By his standards Mann had a quiet tour of the UK in 1951. The illness which was to kill him after quite appalling suffering towards the end, first displayed its symptoms while he was on tour, and generally debilitated and in pain, he was only fourth in the tour averages with 647.3-246-1161-44, average 26.38. That he was still a menace on a wet pitch was evident in the First Test, when he and Athol Rowan routed England, the first and only time that Tufty (and the rest of the team, apart from the veterans Dudley Nourse and Eric Rowan, who could remember a victory way back in 1935) found himself on a winning side. Although he did not come on until 1.15 on the last day, only three runs were scored off his first 15 or so overs, and when he bowled Ikin the game was turned round. Unfit for the final Test at the Oval, where in conditions especially helpful to spin bowling he would have been ideal, he was compelled to break a sequence of 19 consecutive Test matches.

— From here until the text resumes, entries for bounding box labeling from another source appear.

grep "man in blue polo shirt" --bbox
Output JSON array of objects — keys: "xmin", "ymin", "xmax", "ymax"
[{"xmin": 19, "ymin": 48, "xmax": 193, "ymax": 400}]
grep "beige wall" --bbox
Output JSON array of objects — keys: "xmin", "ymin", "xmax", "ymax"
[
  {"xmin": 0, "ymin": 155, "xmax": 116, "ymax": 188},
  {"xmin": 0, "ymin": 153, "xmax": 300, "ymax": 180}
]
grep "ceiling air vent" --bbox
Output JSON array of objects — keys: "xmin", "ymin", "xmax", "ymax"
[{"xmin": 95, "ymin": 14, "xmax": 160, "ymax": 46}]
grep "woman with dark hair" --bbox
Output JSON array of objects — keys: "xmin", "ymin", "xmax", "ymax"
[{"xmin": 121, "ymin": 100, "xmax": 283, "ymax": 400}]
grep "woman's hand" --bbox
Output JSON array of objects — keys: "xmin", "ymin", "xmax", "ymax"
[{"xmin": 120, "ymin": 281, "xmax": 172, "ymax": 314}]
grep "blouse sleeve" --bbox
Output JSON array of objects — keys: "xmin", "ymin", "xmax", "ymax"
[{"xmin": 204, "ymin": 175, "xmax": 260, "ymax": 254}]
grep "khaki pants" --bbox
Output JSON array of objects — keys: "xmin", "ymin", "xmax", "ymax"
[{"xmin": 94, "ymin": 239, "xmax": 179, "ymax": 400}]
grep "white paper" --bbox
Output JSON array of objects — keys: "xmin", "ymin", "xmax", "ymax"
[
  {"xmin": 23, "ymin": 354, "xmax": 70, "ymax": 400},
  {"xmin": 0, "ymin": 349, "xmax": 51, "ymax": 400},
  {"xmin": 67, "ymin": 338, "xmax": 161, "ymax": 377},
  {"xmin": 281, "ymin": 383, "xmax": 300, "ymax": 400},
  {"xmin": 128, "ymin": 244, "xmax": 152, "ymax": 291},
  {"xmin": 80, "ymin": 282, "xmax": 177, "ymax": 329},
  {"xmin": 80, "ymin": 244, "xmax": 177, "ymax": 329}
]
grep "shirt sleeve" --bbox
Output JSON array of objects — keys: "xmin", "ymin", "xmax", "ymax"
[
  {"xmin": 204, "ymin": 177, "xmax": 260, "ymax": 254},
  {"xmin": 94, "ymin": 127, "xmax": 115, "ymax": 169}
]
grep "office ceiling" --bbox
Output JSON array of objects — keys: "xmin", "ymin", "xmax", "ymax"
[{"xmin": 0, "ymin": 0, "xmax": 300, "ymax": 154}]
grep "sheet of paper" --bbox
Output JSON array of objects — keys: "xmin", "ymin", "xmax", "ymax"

Thereafter he bowed gently out of the first-class game, dying of cancer in a nursing home in Johannesburg on July 31, 1952. Keith Miller then wrote to Mrs Mann, `c/o Cricket, Port Elizabeth', to say: `He was Nature's gentleman, a man respected by all, from the highbrow to the lowbrow... He is the one chap who will always live in my mind as a great man.' Cricketers Arthur Coy and Geoff Chubb were made guardians of his minor children, with another cricketer in D. V. Dyer, Springbok opening bat, as first reserve. In addition to the legacy mentioned earlier in the article, there was also a £200 bequest for African child welfare.

A memorial at Michaelhouse, unveiled by Alan Melville, stands in his memory, and his Springbok blazer, cap and Union CC blazer are on display in his old clubhouse. More meaningfully, perhaps, I understand he was mentioned by name by a speaker from the floor during the recent crucial debate by MCC members on the nature of future relationships with South African cricket, spoken of as a man of principle, a man of liberal and decent conscience. The miserable loneliness of being sent to boarding school at the age of six, added to the months of hardship endured during the war, made him also a very firm man, and during the 1947 the tour he was very strong that one of the team members who had consistently misbehaved should be sent home.

Universally students of my generation who, in their small way, stood up to the South African police on their own killing-ground rather than waving placards and mouthing platitudes from afar are left to wonder what impetus Norman Mann might have given toward universal acceptance of South African cricket, had he but lived.